Based on theoretical and experimental investigations of multiple S isotope fractionations involving surface reactions, we have proposed that the MIF-S in sedimentary rocks was created by thermochemical sulfate reduction involving organic matter (OM) (e.g., Watanabe et al., 2009). However, questions have remained as to why MIF-S is rare in younger rocks and why some OM produce MIF-S, but others do not. We have realized that the generation of reactive OM is the key to these questions. At the JpGU 2017 meeting, we reported the discovery of two types of OM in the 3.45 Ga-old Marble Bar Chert from Western Australia.
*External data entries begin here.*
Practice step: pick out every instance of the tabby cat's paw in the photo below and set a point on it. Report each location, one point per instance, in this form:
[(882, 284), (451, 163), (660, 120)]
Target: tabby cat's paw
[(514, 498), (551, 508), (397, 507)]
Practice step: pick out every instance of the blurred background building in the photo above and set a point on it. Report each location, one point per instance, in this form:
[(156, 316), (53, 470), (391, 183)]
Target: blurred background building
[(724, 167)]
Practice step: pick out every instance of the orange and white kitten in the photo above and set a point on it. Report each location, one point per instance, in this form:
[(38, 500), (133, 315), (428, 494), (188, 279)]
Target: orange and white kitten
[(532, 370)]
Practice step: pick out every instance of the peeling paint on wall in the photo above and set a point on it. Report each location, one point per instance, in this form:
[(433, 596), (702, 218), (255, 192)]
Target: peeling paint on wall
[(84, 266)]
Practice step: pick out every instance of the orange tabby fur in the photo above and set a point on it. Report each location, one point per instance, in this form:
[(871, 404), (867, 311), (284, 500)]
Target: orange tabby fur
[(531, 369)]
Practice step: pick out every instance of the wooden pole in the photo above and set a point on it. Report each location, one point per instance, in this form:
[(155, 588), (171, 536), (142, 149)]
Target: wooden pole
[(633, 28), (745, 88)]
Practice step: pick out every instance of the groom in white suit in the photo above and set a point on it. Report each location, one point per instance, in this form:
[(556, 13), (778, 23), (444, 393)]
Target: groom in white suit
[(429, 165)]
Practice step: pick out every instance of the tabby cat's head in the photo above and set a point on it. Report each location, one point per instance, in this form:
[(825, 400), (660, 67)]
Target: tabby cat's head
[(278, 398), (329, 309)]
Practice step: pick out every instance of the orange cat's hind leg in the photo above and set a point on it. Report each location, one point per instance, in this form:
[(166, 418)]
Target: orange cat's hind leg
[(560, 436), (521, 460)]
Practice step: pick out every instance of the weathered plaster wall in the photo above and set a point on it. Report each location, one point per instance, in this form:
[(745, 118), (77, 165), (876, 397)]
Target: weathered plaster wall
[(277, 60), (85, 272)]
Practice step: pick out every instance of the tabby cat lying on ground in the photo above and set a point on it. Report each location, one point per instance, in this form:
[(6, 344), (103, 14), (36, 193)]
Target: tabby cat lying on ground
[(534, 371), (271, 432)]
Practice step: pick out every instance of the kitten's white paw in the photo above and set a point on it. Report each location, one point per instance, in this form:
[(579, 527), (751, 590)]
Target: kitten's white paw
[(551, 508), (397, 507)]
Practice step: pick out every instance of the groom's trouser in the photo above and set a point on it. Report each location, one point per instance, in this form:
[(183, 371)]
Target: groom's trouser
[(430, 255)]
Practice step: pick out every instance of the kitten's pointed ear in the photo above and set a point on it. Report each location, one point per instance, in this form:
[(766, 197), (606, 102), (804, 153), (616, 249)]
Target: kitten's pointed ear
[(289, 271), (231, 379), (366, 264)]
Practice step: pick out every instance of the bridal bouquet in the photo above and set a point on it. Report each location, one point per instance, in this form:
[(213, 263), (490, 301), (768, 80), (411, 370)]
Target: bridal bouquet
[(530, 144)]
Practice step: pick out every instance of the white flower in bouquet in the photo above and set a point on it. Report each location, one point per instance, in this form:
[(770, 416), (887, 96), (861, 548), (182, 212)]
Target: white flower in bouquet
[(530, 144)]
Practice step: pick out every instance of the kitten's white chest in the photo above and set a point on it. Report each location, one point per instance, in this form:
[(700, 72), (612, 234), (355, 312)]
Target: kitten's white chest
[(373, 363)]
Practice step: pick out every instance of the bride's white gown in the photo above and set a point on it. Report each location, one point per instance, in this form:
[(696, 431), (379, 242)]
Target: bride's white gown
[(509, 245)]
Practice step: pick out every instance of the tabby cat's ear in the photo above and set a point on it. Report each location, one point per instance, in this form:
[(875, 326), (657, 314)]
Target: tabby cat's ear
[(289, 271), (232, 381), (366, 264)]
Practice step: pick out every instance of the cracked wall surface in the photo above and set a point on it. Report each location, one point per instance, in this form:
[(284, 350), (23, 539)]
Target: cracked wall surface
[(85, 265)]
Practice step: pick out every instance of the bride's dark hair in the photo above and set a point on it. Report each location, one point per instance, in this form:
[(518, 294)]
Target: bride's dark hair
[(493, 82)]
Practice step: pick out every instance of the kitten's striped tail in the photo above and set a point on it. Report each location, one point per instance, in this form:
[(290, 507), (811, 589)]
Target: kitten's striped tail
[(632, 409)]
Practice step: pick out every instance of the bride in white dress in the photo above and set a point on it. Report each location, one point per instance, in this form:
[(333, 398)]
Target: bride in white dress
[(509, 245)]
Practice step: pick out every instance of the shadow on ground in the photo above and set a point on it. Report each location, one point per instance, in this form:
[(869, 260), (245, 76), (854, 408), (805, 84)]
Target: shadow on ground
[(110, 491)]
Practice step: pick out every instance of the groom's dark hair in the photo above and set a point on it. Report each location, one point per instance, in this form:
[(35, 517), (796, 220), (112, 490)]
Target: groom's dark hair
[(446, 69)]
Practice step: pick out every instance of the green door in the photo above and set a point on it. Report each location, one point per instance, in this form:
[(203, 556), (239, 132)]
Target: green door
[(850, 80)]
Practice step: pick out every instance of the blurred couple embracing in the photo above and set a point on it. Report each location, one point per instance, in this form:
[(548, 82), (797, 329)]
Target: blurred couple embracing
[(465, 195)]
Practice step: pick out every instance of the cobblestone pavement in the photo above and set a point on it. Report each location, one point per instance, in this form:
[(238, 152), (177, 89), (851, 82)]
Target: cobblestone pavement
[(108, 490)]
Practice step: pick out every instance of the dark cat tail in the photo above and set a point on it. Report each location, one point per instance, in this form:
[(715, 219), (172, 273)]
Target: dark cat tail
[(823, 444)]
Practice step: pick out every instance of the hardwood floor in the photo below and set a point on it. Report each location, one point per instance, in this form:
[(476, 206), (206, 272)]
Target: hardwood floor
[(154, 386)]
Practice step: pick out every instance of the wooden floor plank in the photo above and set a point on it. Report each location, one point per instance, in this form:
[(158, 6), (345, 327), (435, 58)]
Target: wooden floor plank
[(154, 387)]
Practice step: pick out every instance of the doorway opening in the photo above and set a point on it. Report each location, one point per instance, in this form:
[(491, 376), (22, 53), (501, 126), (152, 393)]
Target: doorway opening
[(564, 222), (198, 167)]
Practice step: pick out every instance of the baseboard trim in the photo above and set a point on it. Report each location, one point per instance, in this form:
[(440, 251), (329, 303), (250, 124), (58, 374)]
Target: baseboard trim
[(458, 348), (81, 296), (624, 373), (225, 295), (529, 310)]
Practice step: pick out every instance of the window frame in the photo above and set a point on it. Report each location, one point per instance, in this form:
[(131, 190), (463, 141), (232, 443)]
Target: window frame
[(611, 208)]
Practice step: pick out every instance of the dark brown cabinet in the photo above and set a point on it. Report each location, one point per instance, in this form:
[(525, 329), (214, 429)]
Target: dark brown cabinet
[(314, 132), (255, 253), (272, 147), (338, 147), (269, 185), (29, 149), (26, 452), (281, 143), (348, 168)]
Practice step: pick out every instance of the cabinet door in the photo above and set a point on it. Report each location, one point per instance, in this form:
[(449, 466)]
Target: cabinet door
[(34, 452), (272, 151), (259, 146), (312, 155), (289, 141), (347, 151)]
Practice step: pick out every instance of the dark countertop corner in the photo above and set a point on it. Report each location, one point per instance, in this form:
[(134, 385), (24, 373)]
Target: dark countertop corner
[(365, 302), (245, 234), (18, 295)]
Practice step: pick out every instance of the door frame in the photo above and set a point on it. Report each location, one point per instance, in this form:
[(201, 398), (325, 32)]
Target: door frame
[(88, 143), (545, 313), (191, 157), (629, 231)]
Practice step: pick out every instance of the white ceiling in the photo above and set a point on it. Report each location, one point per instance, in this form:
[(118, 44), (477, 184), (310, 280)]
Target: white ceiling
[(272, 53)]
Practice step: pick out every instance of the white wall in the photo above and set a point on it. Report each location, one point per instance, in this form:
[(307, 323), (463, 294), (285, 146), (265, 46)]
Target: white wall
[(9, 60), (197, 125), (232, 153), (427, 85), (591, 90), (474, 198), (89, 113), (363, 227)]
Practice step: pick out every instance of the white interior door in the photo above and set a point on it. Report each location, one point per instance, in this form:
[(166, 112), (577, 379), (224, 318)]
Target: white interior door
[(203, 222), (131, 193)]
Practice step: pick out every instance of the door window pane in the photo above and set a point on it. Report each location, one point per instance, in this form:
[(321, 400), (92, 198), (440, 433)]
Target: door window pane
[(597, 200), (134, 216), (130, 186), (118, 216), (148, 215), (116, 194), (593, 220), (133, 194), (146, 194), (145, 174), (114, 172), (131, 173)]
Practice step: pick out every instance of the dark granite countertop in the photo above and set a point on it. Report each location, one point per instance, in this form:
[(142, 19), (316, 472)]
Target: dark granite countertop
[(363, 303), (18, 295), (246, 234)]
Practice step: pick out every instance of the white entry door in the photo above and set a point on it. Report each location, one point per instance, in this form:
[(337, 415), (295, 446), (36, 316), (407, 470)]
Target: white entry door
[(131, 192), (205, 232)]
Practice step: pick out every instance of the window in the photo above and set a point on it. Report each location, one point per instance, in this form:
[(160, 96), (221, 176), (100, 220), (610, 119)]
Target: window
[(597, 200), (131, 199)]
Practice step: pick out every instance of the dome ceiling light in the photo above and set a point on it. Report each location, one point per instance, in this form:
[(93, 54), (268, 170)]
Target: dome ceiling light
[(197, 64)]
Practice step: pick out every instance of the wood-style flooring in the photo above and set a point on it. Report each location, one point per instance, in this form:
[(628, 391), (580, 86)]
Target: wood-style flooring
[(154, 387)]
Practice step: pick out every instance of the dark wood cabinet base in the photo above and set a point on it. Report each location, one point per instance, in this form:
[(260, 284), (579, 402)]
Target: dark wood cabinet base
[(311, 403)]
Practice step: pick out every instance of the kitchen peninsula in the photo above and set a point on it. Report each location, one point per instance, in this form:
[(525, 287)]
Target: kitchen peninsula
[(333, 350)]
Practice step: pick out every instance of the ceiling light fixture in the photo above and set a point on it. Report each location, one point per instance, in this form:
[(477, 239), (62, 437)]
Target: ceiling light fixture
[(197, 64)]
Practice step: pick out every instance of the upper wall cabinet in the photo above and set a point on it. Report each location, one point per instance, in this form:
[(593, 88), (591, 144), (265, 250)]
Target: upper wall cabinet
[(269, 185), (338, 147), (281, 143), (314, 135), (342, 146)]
One is biogenic OM, the remnant of aerobic chemolithotrophic benthic Fe-oxidizing bacteria; and the other is abiogenic OM, produced by hydrothermal-seawater reactions. Both types of OM-syntheses were carried out through the reaction CO2 + 6Fe2+ + 0.5O2 = CH2O + 3Fe2O3 + 12H+ (R3), where Fe2+ was supplied by hydrothermal fluids, and CO2 and O2 by the local deep ocean water. The biogenic OM is large (~1-10 µm in size), protected by cell walls, and has maintained its bacterial morphology. In contrast, the abiogenic OM occurs typically as a ~10-20 nm-sized cluster of angstrom-sized OM particles. Such OM, compared to the biogenic OM, would be much more reactive and would therefore be preferentially utilized in thermochemical sulfate reduction to generate MIF-S. Before ~2.4 Ga, abiogenic OM production would have been much more important than today, because: (i). The Earth’s interior was hotter than today, and igneous and hydrothermal activities were more extensive in the oceans, which provided larger amounts of Fe2+ into the oceans; and (ii). The atmosphere were richer in CO2 (pCO2 >100 PAL) and already O2-rich (pO2 >~1 PAL).

Compared to the biogenic OM, abiogenic OM would have decomposed to generate the substrates (e.g., H2, lactic acids) for heterotrophs (e.g., sulfate-reducing bacteria) at much faster rates. The kinetic S isotopic fractionation during bacterial sulfate reduction (34DS = d34SSO4 - d34SH2S) decreases with increased rates of reduction. Consequently, the smaller 34DS values for pyrites in Archean sedimentary rocks, compared to those in the younger rocks, can also be explained by the higher abundance of abiogenic OM in the Archean oceans. Therefore, the MIF-S (33DS) and 34DS records of sedimentary rocks indicate the thermal- and tectonic histories of the Earth, rather than the atmospheric O2 history.